It seems that, according to your description, my proto-preferences are my current map of the situation I am in (or ones I have already imagined) along with valence tags. However, the AI is going to be in a different location, so I actually want it to form a different map (otherwise, it would act as if it were in my location, not its location). So what I actually want to get copied is more like a map-building and valence-tagging procedure that can be applied to different contexts, which will take different information into account.

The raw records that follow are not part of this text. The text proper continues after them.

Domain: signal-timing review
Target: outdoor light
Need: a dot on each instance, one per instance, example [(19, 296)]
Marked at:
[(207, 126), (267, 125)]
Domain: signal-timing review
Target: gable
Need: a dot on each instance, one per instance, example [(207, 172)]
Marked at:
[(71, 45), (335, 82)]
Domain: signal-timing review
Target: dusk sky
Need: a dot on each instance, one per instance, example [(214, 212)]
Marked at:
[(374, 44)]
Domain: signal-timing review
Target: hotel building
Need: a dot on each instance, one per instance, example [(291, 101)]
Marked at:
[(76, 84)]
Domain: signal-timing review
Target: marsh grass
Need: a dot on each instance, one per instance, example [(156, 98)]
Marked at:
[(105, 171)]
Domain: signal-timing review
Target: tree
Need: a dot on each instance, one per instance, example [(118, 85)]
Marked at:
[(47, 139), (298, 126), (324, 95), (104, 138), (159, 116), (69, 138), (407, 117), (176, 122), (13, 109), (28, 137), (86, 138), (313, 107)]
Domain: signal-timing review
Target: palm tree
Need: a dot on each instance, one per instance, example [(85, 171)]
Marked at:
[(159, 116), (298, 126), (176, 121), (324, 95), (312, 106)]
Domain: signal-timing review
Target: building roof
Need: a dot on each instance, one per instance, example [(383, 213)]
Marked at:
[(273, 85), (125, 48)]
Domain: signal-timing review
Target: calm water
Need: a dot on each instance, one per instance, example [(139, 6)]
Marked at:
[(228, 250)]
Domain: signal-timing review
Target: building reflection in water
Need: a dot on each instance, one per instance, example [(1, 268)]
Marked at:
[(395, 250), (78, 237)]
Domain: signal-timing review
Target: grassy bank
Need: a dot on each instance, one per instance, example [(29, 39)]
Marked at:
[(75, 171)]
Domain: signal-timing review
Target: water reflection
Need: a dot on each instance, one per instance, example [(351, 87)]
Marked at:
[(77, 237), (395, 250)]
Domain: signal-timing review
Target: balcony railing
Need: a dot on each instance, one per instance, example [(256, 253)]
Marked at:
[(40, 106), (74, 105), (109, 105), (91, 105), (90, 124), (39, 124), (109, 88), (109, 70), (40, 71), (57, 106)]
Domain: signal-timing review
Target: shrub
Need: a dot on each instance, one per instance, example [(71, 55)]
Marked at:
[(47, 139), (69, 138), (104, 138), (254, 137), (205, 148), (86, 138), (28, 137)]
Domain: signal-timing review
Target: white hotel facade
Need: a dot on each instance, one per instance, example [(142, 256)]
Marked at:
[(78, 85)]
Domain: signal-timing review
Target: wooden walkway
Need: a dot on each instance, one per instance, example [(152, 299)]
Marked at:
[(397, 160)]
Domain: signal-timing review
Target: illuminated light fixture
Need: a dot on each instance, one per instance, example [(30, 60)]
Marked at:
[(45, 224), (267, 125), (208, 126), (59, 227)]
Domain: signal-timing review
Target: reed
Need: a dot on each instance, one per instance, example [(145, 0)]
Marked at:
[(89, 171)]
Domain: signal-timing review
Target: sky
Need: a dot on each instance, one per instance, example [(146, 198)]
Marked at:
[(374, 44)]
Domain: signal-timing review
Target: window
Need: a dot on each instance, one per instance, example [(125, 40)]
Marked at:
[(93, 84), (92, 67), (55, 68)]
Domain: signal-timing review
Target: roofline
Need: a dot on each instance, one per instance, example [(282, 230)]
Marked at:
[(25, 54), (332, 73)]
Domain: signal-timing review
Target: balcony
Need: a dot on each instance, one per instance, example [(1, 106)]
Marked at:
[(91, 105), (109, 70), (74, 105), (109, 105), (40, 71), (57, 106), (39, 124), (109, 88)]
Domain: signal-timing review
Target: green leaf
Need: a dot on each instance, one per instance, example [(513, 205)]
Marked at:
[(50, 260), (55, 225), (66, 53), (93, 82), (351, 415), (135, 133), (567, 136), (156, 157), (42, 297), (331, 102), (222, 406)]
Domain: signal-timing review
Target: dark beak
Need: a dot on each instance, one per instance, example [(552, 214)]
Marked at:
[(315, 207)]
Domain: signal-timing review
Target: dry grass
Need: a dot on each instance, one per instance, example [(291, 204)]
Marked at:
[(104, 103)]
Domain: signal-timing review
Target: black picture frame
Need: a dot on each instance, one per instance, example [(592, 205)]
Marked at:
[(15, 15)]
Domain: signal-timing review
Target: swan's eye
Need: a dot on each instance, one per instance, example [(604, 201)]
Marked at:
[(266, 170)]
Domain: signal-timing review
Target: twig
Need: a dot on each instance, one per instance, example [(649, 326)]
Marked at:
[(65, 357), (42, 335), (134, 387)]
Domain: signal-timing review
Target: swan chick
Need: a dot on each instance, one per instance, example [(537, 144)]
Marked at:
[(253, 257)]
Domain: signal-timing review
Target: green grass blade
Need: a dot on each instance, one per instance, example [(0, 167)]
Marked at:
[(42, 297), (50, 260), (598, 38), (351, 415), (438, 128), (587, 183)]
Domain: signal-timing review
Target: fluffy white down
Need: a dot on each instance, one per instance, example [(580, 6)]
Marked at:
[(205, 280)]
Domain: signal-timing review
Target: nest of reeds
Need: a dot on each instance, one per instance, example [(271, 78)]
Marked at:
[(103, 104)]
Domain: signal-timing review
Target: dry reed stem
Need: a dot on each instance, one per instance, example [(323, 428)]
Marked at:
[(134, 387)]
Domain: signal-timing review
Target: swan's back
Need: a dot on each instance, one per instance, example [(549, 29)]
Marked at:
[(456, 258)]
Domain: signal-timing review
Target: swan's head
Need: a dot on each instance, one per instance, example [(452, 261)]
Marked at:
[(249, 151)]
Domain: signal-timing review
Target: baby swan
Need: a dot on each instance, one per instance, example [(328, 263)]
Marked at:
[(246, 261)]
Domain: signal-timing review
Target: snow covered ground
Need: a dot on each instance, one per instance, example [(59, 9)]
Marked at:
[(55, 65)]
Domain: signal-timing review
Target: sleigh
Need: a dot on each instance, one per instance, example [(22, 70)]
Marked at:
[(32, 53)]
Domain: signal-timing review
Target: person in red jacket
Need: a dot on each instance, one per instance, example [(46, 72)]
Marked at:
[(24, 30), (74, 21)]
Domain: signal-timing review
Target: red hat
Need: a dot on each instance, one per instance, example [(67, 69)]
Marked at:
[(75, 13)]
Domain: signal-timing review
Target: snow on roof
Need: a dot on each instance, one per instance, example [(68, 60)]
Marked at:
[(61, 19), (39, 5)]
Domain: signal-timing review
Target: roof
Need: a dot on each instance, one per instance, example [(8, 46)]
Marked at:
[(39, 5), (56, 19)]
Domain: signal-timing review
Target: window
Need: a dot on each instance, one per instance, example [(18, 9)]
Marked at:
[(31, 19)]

It seems hard for the AI to do significantly better than I could do by, say, controlling the robot. For example, if my ontology about engineering is wrong (in a way that prevents me from inventing nanotech), then the AI is going to also be wrong about engineering in the same way, if it copies my map-building and valence-tagging algorithms, or just my maps and valence tags. (If it doesn’t copy my maps, then how does it translate my values about my maps to its values about its maps?)
Related, if the AI uses my models in ways that subject them to more weird edge cases than I would (e.g. by searching over more actions), then they’re going to give bad answers pretty often.
Also related, these models are embedded in reality; they don’t have all that much meaning except relative to the process that builds and interprets them, which includes my senses, my pattern-recognizers, my reflexes, my tools, my social context, etc. Presumably the AI is going to replace my infrastructure with different infrastructure, but then why would we expect my models to keep working? I’m not sure what would happen if someone with my models woke up with very different sense inputs, actuators, and environment.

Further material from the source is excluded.